Implications of the Bulgarian National Anthem for Information Security

How did the Puerto Rican reggaeton mega-hit “Despacito” become the national anthem of Bulgaria? For at least a few days in October 2017, Apple’s digital assistant Siri offered this Luis Fonsi-Daddy Yankee collaboration as the answer to the query “What’s the national anthem of Bulgaria?” Somewhere deep down in Apple’s knowledge graph that powers Siri’s “intelligence” this erroneous key-value pairing was made available to millions of Siri users around the globe. Technical infrastructures of enormous scale and consequence like Siri depend on data of uncertain provenance and quality, but these data assuredly include peer production platforms like Wikipedia, WikiData, and OpenStreetMap. The under-acknowledged dependence upon and interoperability of peer production platforms’ data in other socio-technical infrastructures is a vastly under-appreciated threat vector: what goes into Wikipedia is uncritically refracted and amplified through a complex web of seemingly unrelated technologies.

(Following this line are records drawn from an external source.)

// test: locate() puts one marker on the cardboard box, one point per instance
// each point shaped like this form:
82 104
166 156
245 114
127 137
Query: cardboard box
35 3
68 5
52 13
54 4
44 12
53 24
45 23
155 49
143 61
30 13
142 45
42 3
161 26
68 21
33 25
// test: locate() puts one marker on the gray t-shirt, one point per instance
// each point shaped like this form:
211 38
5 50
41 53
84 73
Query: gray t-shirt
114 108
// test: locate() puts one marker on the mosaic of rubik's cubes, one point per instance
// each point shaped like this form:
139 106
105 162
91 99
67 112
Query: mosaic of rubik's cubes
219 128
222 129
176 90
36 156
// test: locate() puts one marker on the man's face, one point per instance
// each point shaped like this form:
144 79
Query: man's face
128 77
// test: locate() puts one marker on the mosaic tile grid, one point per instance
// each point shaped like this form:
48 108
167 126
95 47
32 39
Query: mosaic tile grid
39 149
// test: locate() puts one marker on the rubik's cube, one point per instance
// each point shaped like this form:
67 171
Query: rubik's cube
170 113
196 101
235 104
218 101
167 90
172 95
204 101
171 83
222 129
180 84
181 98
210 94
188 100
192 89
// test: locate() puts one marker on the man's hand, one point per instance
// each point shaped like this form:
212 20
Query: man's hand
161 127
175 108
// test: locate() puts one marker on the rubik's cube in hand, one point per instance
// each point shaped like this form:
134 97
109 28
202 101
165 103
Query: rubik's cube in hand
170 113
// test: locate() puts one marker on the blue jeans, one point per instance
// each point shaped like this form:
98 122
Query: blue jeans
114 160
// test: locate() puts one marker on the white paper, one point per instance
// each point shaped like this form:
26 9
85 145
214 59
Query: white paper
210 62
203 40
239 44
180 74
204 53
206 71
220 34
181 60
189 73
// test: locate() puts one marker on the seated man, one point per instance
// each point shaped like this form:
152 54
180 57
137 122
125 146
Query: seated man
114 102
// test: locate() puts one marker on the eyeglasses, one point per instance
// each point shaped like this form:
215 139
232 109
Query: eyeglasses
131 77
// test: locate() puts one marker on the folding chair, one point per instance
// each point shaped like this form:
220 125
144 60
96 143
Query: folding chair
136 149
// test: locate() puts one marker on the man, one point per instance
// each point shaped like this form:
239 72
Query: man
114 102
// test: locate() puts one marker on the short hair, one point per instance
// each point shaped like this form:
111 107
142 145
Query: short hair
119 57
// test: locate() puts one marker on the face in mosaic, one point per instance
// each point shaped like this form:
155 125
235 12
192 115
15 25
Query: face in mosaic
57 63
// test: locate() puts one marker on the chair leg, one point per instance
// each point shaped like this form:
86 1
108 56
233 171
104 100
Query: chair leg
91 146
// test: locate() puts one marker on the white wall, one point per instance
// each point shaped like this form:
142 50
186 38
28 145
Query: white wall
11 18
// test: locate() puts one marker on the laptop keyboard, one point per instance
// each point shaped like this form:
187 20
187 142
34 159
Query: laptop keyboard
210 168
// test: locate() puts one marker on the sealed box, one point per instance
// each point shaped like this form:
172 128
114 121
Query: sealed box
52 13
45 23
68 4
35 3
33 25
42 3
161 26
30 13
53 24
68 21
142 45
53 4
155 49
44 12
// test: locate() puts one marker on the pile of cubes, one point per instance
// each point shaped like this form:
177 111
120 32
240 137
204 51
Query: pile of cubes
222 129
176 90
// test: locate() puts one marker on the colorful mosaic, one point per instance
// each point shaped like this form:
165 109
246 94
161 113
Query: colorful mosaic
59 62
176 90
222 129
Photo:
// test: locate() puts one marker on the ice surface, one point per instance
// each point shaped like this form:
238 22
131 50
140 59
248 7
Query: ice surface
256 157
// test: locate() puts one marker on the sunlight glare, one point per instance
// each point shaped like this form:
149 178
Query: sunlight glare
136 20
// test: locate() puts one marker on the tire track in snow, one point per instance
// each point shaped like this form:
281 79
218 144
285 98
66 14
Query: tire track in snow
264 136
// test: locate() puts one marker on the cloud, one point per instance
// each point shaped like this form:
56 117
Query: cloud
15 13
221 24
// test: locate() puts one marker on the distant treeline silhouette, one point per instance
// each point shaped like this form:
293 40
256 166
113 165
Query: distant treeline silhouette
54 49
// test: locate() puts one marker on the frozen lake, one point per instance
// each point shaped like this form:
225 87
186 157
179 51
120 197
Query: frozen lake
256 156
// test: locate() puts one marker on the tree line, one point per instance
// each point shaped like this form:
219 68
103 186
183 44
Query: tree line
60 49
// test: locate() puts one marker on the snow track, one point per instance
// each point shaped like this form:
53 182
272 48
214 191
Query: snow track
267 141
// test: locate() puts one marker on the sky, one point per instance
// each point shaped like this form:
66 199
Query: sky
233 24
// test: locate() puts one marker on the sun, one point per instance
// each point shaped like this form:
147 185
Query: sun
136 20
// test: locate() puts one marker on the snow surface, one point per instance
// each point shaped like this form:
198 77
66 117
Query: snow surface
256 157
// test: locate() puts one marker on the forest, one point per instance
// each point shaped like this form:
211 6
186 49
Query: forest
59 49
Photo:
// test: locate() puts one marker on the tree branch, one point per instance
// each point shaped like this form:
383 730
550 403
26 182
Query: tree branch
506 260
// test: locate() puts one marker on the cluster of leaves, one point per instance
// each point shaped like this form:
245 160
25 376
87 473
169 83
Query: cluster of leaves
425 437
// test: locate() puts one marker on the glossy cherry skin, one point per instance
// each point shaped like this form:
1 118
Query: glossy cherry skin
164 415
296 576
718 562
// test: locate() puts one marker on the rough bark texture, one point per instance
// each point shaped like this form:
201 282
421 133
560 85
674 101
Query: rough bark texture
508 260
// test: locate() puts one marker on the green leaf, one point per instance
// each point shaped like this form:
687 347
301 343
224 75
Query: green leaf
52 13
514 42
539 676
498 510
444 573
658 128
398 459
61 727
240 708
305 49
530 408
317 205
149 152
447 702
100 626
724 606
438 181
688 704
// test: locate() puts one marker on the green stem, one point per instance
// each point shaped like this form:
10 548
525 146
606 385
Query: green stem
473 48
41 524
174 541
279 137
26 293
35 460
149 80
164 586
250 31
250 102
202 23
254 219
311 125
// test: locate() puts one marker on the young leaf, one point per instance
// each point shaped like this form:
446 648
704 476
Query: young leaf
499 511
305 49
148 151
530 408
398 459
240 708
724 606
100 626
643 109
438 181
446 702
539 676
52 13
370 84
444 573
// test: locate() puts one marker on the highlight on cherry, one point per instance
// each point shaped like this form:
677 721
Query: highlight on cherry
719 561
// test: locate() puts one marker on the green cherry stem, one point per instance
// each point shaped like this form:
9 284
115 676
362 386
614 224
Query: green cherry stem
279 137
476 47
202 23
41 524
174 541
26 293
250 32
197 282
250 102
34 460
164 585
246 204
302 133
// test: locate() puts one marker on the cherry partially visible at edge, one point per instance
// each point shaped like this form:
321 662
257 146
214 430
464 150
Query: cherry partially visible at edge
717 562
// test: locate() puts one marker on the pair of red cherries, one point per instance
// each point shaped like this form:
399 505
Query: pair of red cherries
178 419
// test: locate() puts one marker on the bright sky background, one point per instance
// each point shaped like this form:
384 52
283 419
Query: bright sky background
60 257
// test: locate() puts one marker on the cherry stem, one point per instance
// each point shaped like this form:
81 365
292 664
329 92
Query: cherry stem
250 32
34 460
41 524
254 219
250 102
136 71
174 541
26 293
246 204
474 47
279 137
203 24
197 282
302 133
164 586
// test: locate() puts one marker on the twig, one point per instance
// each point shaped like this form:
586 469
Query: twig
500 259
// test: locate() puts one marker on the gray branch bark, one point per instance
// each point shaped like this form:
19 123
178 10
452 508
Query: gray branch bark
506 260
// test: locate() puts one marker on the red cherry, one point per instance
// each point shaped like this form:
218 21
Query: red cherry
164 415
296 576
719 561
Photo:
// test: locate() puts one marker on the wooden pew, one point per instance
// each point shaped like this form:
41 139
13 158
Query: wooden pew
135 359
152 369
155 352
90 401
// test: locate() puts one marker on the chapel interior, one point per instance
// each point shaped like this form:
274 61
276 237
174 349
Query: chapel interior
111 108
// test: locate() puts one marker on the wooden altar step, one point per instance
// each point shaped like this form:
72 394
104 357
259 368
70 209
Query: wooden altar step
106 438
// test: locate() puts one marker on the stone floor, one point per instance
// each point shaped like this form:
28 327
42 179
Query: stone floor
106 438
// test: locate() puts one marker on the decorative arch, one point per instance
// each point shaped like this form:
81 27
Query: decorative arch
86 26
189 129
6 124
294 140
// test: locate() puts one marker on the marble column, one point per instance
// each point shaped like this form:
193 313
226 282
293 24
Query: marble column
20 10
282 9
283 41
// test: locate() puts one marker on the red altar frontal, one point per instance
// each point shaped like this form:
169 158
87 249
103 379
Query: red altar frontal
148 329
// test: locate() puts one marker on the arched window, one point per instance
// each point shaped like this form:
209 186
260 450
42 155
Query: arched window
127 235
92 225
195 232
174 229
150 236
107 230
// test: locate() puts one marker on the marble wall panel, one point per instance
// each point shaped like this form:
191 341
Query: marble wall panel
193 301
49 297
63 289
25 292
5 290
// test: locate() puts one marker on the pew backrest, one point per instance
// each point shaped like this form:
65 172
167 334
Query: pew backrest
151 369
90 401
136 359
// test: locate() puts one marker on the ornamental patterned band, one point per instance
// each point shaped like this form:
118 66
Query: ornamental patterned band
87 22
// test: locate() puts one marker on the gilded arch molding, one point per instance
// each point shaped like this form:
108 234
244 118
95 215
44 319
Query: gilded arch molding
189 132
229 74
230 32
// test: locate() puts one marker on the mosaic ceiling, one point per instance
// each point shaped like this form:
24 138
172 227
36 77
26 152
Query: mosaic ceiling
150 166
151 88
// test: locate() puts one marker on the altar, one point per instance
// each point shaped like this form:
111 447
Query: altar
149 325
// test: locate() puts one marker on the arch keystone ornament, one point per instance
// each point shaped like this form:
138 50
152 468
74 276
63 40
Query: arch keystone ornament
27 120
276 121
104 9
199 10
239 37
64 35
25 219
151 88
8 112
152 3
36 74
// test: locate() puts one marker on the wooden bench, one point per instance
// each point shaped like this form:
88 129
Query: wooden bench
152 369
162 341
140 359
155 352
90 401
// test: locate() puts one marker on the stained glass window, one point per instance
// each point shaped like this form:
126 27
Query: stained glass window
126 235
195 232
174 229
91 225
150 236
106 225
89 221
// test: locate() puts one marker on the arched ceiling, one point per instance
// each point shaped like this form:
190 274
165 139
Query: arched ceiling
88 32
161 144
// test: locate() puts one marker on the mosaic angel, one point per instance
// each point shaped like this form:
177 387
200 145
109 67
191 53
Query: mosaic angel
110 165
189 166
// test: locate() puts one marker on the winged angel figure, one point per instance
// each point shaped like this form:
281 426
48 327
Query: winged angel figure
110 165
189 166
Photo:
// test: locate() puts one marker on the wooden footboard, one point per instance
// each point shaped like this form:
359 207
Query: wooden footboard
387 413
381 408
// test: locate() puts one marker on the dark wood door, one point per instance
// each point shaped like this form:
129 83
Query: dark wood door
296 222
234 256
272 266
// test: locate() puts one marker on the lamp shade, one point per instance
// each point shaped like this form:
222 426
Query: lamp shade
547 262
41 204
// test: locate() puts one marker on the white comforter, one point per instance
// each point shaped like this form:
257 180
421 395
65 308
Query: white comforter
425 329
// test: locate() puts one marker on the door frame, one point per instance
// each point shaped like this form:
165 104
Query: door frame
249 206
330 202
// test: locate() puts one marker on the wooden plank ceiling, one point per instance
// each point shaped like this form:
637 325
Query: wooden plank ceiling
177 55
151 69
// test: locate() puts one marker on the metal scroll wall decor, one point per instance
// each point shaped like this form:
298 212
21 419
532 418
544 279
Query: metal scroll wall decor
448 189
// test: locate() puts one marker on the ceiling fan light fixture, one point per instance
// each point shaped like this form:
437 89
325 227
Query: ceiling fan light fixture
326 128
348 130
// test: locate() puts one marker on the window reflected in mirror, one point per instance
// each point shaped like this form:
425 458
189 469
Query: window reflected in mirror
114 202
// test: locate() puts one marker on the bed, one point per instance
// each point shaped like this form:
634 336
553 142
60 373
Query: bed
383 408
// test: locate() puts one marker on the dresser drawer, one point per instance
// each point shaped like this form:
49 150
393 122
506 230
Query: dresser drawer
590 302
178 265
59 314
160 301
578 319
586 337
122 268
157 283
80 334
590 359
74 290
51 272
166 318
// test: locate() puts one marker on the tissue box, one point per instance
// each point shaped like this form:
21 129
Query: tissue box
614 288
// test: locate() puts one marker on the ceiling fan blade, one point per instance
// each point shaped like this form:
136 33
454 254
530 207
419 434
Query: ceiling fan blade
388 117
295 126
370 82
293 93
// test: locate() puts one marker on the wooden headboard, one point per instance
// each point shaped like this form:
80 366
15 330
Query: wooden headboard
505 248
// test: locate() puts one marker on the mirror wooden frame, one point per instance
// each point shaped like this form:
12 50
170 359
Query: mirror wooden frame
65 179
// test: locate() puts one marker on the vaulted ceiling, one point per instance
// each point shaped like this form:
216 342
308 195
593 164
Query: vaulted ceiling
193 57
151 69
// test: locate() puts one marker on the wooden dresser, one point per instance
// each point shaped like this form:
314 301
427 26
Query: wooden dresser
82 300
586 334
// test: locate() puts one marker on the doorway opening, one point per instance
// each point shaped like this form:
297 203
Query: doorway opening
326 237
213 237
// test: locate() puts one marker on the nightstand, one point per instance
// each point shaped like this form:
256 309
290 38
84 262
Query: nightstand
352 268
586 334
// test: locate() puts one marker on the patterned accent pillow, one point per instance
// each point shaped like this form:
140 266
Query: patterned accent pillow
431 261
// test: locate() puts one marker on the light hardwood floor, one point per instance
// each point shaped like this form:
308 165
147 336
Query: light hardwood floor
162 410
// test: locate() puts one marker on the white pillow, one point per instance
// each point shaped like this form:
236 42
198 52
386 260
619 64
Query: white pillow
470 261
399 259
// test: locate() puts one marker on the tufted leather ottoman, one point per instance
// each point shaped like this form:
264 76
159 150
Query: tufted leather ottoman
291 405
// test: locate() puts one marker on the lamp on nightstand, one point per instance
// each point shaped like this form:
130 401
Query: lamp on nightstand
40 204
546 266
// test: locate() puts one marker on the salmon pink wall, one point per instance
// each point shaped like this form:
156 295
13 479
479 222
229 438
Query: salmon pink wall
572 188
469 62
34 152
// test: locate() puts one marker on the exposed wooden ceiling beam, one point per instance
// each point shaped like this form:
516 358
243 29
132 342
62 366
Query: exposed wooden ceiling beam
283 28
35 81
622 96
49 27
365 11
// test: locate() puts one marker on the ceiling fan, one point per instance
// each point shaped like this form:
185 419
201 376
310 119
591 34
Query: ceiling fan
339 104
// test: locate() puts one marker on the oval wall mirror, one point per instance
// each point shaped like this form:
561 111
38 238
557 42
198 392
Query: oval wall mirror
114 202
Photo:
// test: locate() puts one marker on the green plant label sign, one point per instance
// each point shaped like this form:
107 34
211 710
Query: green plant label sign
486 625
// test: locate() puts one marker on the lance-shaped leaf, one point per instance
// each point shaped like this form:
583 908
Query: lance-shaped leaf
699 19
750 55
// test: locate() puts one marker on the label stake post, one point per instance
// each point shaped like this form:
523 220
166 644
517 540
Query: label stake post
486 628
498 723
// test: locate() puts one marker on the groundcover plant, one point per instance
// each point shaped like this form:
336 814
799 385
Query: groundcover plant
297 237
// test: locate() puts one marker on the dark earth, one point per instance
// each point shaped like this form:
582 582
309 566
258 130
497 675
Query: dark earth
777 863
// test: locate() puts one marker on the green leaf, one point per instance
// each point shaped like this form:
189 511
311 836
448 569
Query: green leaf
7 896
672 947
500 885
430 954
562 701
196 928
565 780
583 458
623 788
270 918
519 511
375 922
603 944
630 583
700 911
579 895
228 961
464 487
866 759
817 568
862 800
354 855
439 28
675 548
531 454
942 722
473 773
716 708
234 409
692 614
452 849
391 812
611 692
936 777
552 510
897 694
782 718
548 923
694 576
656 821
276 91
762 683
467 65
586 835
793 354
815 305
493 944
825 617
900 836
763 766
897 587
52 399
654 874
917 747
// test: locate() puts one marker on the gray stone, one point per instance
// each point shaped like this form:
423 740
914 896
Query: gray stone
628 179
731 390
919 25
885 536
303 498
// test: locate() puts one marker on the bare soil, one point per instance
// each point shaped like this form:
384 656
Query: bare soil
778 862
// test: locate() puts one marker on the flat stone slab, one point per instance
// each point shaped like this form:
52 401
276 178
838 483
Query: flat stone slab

I am writing this in mid-March as revelations about the relationship between Cambridge Analytica, Facebook, and foreign influence in the 2016 U.S. election raise questions about the technical and ethical boundaries of securing users’ private information on massive platforms. Twitter published a request for proposals to improve “conversational health” after admitting its platform has enabled “abuse, harassment, troll armies, manipulation, misinformation campaigns, and echo chambers.” YouTube CEO Susan Wojcicki announced at SXSW that Wikipedia content would appear as de-biasing attempts alongside conspiracy videos. Peer-produced data sources have been a boon for training the complex artificial intelligence infrastructures that power conversational agents like Siri, deep learning models used for translating text, and supporting basic data fusion and labeling tasks for data scientists everywhere. While Wikipedia has stronger norms around neutrality, verifiability, and civility and better governance models that other social platforms, it is far from perfect: its user base is profoundly unrepresentative which results in content that reproduces biases about gender, ethnicity, geography, and time.

Socio-technical systems like Wikipedia are designed around the assumption that the motivations and contexts for contributions are constant over time. But many social systems exhibit “burstiness” characterized by short timeframes of intense activity followed by long times of low activity. Activity bursts in systems like Wikipedia are not edge cases, but responsible for significant fractions of total information production and consumption. Who, what, when, where, why, and how peer-produced knowledge is produced and consumed around information-seeking bursts will enable powerful applications. However, WikiData can also be manipulated to destabilize technologies that are built upon it by injecting false information that is rapidly ingested and propagated. The pervasiveness and interoperability of peer-produced data in other socio-technical infrastructures are introducing new opportunities and risks. Understanding the practices and consequences of high-tempo collaborations will inform the design of “anticipatory infrastructures” to generate resilient responses against implicit biases of peer production systems as well as coordinated misinformation campaigns. Luis Fonsi sang, “tú eres el imán y yo soy el metal”; if peer production platforms are a magnet, who are the metals being attracted to them?